Cette part du cinéma de Ratanaruang – on met de côté ses débuts jusqu’à Monrak Transistor (2001) – se résume surtout à cela: une ambiance quasi somnambulique savamment entretenue, facilement reconnaissable par les petits cailloux laissés par le réalisateur – la forme, les noms et figures qu’on retrouve d’un film à l’autre (ainsi le lézard). Et dont on peut se demander où est la part de la sincérité d’artiste obsessionnel, et où est celle du calcul de coureur de festivals infatué de l’attirail d’auteur qu’il s’est créé de toutes pièces. D’un côté, une insistance dans le style dont il faut reconnaître qu’elle n’est pas totalement gratuite, livrant à la longue un exercice pas dénué d’intérêt sur la perception et la fuite du temps. De l’autre, un propos qui peine de film en film à se renouveler, des métaphores un peu faciles (le lézard, encore), et surtout cette séduction permanente et un rien publicitaire de l’image dans tous ses détails exotiques, ces manières de charmeur de serpents maîtrisant impeccablement ses effets et ne cessant jamais de vous inciter à céder à l’hypnose, travail d’illusionniste menaçant de se substituer à une réelle profondeur.
« De nouveaux appuis »
Ploy, au moins, se débarrasse de certaines béquilles de ses prédécesseurs pour trouver de nouveaux appuis : plus d’Asano, plus de Christopher Doyle garant de la séduction photographique, plus de gangsters. Le terrain change, les petites ambitions restent les mêmes, ou presque. La jeune fille somnole et rêve d’étreintes torrides entre une femme de chambre et un beau barman ténébreux (renvoi un peu trop évident à la grisaille de la vie du couple qui l’accueille), l’épouse s’imagine déjà se débarrasser de cette rivale supposée, et la jalousie l’amène à franchir ses limites de bonne épouse à ses risques et périls; tandis qu’un mari un peu long à la détente reste perplexe devant la perturbation de sa tranquillité. Mine de rien, l’atmosphère moite et duveteuse entretenue – à dessein ou par attachement à son style – par le cinéaste, et qu’on serait d’abord tenté de rejeter comme pur formalisme rodé aux films précédents, n’est pas sans entrer en résonance avec la déliquescence larvée du couple, dont il semble traduire un caractère à la fois si diffus et si oppressant qu’on n’ose tout à fait y croire et l’appréhender.

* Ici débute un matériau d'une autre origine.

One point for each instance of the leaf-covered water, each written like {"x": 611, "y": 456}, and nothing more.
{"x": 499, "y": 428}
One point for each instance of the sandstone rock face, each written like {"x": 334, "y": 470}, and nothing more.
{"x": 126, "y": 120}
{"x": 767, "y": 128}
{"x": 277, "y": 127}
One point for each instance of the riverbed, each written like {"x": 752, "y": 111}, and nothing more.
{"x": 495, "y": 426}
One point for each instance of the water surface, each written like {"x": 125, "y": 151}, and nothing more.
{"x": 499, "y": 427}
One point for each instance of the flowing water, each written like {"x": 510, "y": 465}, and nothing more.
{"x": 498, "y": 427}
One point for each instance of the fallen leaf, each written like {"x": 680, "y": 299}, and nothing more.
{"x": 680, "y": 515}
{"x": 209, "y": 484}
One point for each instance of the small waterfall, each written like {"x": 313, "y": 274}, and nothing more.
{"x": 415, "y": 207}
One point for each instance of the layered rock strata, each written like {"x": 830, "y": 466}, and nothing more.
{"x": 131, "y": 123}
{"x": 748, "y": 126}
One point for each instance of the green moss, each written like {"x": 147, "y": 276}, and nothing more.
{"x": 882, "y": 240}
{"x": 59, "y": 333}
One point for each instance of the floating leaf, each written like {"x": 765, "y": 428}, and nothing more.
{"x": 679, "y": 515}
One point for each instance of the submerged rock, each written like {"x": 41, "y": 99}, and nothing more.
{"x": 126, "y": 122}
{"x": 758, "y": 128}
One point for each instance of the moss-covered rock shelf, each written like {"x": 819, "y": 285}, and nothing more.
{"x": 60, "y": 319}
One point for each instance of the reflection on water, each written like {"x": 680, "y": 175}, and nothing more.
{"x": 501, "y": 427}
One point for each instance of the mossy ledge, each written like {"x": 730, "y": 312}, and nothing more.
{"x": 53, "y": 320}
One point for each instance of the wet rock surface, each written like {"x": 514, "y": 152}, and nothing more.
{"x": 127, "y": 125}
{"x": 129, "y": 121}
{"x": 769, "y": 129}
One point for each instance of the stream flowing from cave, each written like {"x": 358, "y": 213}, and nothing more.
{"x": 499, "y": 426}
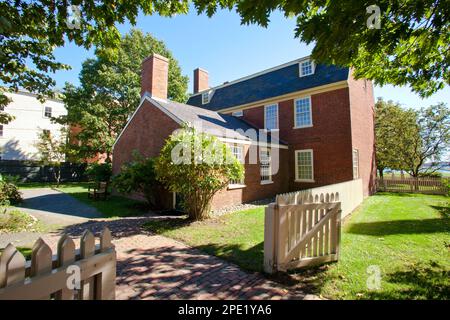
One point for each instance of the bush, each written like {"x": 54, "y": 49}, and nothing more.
{"x": 197, "y": 165}
{"x": 16, "y": 221}
{"x": 9, "y": 193}
{"x": 140, "y": 176}
{"x": 99, "y": 172}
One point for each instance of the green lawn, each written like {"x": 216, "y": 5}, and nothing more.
{"x": 405, "y": 236}
{"x": 114, "y": 206}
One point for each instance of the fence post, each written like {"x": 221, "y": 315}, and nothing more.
{"x": 270, "y": 237}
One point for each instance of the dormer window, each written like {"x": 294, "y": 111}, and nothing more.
{"x": 306, "y": 68}
{"x": 205, "y": 97}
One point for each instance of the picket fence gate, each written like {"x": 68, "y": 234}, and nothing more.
{"x": 301, "y": 230}
{"x": 54, "y": 277}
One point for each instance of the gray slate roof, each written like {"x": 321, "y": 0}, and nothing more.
{"x": 211, "y": 122}
{"x": 268, "y": 85}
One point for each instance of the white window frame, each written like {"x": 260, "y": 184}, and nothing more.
{"x": 265, "y": 112}
{"x": 296, "y": 126}
{"x": 300, "y": 66}
{"x": 357, "y": 175}
{"x": 297, "y": 178}
{"x": 237, "y": 184}
{"x": 45, "y": 111}
{"x": 269, "y": 180}
{"x": 206, "y": 97}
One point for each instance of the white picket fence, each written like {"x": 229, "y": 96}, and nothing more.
{"x": 350, "y": 194}
{"x": 54, "y": 277}
{"x": 301, "y": 231}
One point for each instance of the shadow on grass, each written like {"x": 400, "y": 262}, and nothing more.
{"x": 384, "y": 228}
{"x": 443, "y": 210}
{"x": 250, "y": 259}
{"x": 422, "y": 281}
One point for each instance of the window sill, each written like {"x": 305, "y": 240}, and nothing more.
{"x": 303, "y": 127}
{"x": 236, "y": 186}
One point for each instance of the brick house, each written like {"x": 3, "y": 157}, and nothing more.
{"x": 320, "y": 117}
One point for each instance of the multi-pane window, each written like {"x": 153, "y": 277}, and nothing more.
{"x": 303, "y": 115}
{"x": 306, "y": 68}
{"x": 355, "y": 164}
{"x": 48, "y": 112}
{"x": 205, "y": 97}
{"x": 304, "y": 165}
{"x": 238, "y": 152}
{"x": 265, "y": 165}
{"x": 271, "y": 117}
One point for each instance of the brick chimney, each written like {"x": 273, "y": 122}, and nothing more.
{"x": 154, "y": 77}
{"x": 200, "y": 80}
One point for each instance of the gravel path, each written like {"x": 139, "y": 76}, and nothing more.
{"x": 54, "y": 209}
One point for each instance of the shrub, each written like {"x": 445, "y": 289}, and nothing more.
{"x": 99, "y": 172}
{"x": 140, "y": 176}
{"x": 16, "y": 221}
{"x": 197, "y": 165}
{"x": 9, "y": 193}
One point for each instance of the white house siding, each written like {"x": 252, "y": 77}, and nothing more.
{"x": 21, "y": 134}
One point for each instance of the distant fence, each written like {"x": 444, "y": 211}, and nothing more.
{"x": 47, "y": 277}
{"x": 33, "y": 171}
{"x": 427, "y": 185}
{"x": 301, "y": 232}
{"x": 350, "y": 194}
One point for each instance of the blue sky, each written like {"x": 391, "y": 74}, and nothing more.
{"x": 228, "y": 50}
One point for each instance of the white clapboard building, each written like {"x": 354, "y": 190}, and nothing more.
{"x": 18, "y": 138}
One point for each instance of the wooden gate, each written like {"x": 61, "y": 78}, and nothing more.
{"x": 47, "y": 277}
{"x": 301, "y": 230}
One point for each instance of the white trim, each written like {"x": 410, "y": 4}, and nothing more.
{"x": 313, "y": 68}
{"x": 295, "y": 112}
{"x": 288, "y": 96}
{"x": 270, "y": 180}
{"x": 251, "y": 142}
{"x": 236, "y": 186}
{"x": 296, "y": 165}
{"x": 287, "y": 64}
{"x": 265, "y": 108}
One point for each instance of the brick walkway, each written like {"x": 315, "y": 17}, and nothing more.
{"x": 155, "y": 267}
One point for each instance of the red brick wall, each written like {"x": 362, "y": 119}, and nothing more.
{"x": 146, "y": 132}
{"x": 363, "y": 136}
{"x": 254, "y": 190}
{"x": 329, "y": 137}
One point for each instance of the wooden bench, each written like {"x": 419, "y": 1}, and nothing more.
{"x": 98, "y": 191}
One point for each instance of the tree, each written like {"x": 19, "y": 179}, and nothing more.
{"x": 394, "y": 129}
{"x": 52, "y": 151}
{"x": 140, "y": 176}
{"x": 31, "y": 30}
{"x": 196, "y": 165}
{"x": 431, "y": 143}
{"x": 109, "y": 92}
{"x": 409, "y": 48}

Le « style Ratanaruang » trouve ainsi dans ce drame conjugal une certaine pertinence, tournant moins à vide que dans les drames criminels desquels ressortait surtout l’excentricité affichée dans le traitement. Subsistent néanmoins le relatif surplace du propos, la propension de la forme à garder la pose, le manque de volonté évident du réalisateur à aller plus au-delà de l’exercice éprouvé. Et le flou sur le statut réel de ce cinéaste, qu’il conviendrait enfin d’évaluer selon d’autres critères que l’attraction du formalisme et de l’exotisme qui a pu aider à sa réputation.